If it is rock varnish, it could provide bacteria with the same benefit it does on Earth -- protection form ultraviolet radiation.
"Whether the bacteria help create the varnish that protects them isn't known. Some believe bacteria are involved in its formation, while others think it's abiotic. Actually, both scenarios could be true. Rock varnish could consist of layers formed by entirely different processes, depending on the prevailing environmental conditions at the time,” she said.
Since many bacteria cannot be cultivated in the lab, Kuhlman's team used culture-independent methods to identify many of the species found in the Atacama varnish. They looked for adenosine triphosphate, a molecule that provides energy for cells that is found in all living things on Earth, and they also identified DNA from 32 species, and produced live cultures of other bacteria.

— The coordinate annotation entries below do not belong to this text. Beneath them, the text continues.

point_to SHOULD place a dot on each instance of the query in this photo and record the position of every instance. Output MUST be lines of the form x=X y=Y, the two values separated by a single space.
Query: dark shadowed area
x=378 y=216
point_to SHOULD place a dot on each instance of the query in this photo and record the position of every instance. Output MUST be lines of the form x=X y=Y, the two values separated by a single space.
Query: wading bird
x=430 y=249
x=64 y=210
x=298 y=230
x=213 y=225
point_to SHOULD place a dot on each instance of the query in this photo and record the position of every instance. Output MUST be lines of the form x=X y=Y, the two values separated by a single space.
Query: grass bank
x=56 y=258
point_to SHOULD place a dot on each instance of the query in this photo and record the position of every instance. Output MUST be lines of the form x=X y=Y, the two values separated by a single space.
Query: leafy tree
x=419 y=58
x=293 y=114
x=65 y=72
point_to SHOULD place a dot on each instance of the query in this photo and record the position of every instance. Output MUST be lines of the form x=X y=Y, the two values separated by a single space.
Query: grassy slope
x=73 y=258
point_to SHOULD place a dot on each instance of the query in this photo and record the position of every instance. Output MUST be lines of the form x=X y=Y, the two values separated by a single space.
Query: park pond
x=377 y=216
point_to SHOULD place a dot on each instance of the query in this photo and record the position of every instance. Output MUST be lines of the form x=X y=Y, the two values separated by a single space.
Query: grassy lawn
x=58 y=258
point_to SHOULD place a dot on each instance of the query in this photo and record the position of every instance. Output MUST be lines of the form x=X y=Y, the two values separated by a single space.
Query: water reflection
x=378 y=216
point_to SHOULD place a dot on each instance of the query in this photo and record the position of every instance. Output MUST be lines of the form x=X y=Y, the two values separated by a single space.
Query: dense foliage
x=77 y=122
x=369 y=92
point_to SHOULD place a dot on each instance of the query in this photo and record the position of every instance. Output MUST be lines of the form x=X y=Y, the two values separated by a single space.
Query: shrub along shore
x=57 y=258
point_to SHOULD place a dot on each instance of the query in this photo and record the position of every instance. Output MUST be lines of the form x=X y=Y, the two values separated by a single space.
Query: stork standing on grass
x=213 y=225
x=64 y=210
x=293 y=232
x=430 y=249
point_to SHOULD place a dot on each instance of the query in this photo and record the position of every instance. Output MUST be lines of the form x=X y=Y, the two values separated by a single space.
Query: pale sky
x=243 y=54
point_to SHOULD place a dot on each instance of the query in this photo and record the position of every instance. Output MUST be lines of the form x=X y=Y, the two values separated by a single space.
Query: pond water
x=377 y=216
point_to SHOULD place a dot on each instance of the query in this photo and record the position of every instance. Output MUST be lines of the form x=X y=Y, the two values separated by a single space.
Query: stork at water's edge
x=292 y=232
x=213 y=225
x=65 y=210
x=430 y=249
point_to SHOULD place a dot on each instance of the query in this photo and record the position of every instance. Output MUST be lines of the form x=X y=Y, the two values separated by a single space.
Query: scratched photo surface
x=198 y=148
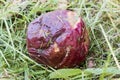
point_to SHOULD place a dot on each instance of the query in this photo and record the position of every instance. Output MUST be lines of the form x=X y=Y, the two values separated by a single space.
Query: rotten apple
x=58 y=39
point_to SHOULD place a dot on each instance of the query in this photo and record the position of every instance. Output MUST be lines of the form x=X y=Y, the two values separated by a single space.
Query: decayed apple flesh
x=58 y=39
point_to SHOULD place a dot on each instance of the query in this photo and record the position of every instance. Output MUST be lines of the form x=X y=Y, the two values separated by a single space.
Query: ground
x=102 y=19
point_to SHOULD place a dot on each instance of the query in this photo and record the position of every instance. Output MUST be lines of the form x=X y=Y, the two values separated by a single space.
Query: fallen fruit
x=58 y=39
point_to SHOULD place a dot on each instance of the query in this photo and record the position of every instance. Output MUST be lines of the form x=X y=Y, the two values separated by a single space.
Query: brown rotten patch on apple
x=58 y=39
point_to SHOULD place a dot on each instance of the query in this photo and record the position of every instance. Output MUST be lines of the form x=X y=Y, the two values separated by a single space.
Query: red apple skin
x=58 y=39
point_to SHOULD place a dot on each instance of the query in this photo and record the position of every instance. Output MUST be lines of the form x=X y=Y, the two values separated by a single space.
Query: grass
x=102 y=18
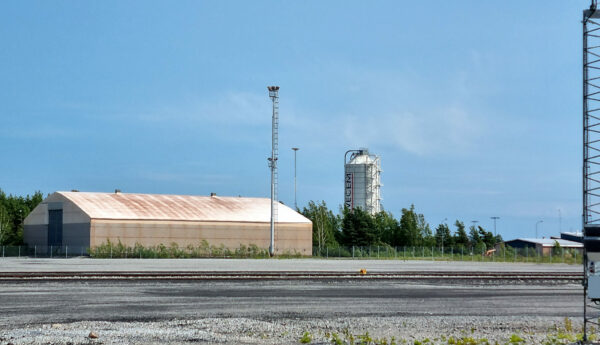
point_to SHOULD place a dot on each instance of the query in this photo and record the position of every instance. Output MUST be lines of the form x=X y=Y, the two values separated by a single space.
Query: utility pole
x=536 y=224
x=495 y=218
x=274 y=95
x=295 y=190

Many species were related to bacteria found in air or water, suggesting that their ancestors may have been carried into the area during wetter periods and then evolved in the varnish niche as conditions changed. A similar scenario might have played out on Mars, with varnish bacteria surviving from the planet's wetter eras, the study opined.
Now Kuhlman would like to discover exactly where the bacteria live. No one knows if they are found on the surface, in the middle, at the bottom or between the varnish and the rock.
Similarly, scientists don't yet know if the bacteria are simply using the varnish for sunscreen or if they exist as a community within the varnish. The ultra-thin varnish coatings have made it difficult to answer these questions, but Kuhlman hopes to secure research grants to pursue these problems and to give planetary scientists a better understanding of how to pursue the search for Martian bacteria.